The GDPR was conceived at a time of (mainly) centralised data silos. At first sight, as a distributed and append-only database, blockchain has some inherent difficulties from a GDPR point of view. How to identify the data controller? How to align blockchain with the principle of data minimisation? How to ensure the data subject’s rights, in particular the right of erasure? How to comply with the rules regarding transfers outside the European Economic Area? No doubt further reflection is required by the European regulators on how to overcome these complex issues, and we will not dig into those issues here.
Blockchain: a privacy-enhancing technology?
The purpose of this post is rather to focus on the opportunities. If we think beyond the difficulties set out above, it must be observed that blockchain offers a huge opportunity for the protection of personal data as required by the European legislator.
Two of the GDPR’s underlying goals are data sovereignty and the free movement of data. Our conviction is that blockchain, if adequately designed, can help achieve these goals by giving data subjects more control over their data and allowing them to selectively share their data, without intermediaries.

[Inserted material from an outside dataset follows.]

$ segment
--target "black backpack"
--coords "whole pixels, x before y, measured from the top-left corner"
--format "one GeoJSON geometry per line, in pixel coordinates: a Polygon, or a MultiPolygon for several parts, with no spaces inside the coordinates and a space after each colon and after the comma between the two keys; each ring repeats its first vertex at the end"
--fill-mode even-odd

Blockchain is not necessarily good or bad: as any tool, it can be used for good or abused. The real challenge is therefore to design and promote its use as a privacy-enhancing technology.
First, it should always be assessed whether or not blockchain technology is appropriate for a given processing of personal data.

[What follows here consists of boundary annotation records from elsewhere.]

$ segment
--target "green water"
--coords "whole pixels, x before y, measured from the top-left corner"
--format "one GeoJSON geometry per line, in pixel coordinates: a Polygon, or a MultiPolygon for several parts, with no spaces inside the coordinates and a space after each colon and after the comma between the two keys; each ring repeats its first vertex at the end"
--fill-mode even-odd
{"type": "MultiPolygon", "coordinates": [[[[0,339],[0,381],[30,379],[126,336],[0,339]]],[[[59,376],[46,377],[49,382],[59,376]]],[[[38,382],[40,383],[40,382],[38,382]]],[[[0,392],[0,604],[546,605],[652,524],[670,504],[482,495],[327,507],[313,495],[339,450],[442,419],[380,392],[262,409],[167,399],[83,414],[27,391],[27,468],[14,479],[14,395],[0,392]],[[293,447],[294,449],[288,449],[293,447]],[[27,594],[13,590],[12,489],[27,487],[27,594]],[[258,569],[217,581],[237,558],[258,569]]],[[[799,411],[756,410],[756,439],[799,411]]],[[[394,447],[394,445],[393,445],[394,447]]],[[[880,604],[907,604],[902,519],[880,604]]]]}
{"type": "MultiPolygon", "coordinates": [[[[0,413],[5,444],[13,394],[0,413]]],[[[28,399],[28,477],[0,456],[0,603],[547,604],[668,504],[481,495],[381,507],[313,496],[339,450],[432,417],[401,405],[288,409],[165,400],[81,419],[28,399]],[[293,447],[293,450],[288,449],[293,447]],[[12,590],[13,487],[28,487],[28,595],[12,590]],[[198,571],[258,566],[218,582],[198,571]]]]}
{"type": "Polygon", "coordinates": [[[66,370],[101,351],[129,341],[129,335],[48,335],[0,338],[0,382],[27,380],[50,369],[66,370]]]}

Secondly, where personal data is processed via a blockchain, the important goal is to design adequately this blockchain, based on the specific use case, in order to meet the GDPR requirements. It should not be impossible to limit the risks and solve the problems set out above via e.g. the use of a private or permissioned blockchain, and via off chain storage. But these issues must be tackled from the very early conception of the technological solution.
This is why IT and legal professionals must come together.